Iran nach dem Flugzeugabschuss

Demonstration an der Pole Hafez (Hafis-Brücke) in Teheran


Vergangenen Mittwoch, den 8. Januar 2020, wurde im Iran ein ukrainisches Passagierflugzeug abgeschossen. Dabei kamen 176 Menschen ums Leben, keiner überlebte den Absturz. Unter den Toten befanden sich zahlreiche iranische Studenten, die in Kanada studieren und die in der Ukraine in ein Flugzeug umgestiegen wären, das nach Kanada flog.
Die amtlichen iranischen Stellen behaupteten erst, das Flugzeug sei aufgrund eines Motordefekts abgestürzt, was von ukrainischer Seite dementiert wurde.
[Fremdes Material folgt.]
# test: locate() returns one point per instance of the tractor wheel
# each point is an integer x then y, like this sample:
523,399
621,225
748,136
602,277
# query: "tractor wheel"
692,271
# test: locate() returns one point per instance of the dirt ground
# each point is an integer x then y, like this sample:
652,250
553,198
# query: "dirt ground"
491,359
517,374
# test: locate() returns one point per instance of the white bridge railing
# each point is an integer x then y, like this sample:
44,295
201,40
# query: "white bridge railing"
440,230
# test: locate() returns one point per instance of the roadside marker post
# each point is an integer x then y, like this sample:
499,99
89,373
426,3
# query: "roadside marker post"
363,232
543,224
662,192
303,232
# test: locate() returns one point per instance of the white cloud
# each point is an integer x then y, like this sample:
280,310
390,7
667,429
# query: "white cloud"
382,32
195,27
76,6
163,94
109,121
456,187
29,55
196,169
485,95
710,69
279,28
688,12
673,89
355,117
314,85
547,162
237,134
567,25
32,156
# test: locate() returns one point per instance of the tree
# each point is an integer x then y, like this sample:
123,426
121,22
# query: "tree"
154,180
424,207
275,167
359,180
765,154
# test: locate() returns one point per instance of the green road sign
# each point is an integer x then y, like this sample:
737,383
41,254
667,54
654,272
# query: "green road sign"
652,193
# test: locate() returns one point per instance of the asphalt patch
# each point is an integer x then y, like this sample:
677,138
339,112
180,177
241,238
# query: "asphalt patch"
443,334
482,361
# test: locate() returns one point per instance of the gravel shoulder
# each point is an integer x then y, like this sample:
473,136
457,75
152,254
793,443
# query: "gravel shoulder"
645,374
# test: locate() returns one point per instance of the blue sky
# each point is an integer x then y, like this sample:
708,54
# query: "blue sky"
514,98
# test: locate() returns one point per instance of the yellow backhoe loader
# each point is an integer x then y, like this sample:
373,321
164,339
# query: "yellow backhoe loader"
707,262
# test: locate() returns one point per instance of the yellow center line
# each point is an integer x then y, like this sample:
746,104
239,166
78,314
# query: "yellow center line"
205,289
Ein paar Tage später kam ans Licht, dass die Revolutionswächter (Sepahe Pasdaran) das Flugzeug mit einer Rakete abgeschossen hatten. Dies wurde auf einen „menschlichen Fehler“ zurückgeführt.
Diese Erklärung löste im Iran am Samstag Proteste an zahlreichen Universitäten im ganzen Land aus. Am Sonntag kam es auch zu Kundgebungen in den Städten außerhalb des jeweiligen Uni-Geländes. Die Proteste hielten auch am Montag noch an. Straßenproteste gab es unter anderem in Teheran, Maschhad, Ahwas, Isfahan, Tabris, Gorgan, Sanandadsch, Kermanschah, Schiras, Qaswin, Semnan, Damghan, Yasd, Scharud, Amol und Babol.
Um zu verhindern, dass sich Menschen der Protestkundgebung am Freiheitsplatz (Meydane Azadi) in Teheran anschließen, haben die bewaffneten staatlichen Kräfte die entsprechenden Metroausgänge geschlossen und die Züge am Halt gehindert, so dass die Passagiere in der Metro gefangen waren.

Protestkundgebung in der Ostad-Mo’in-Straße in Teheran

Die Parolen
Wenn im folgenden vom „Führer“ die Rede ist, ist damit der Religiöse Führer Ajatollah Chamene’i gemeint, der als Staatsoberhaupt, Oberhaupt der Streitkräfte und als Vertreter der „Herrschaft des Rechtsgelehrten“ formal sämtliche Macht auf sich vereinigt.

Die Parolen, die auf Kundgebungen in Teheran gerufen wurden, lauteten z.B.
«ننگ ما، ننگ ما، رهبر الدنگ ما»
nange ma, nange ma, rahbar aldange ma.
Unsere Schande, unsere Schande, ist unser Depp von Führer.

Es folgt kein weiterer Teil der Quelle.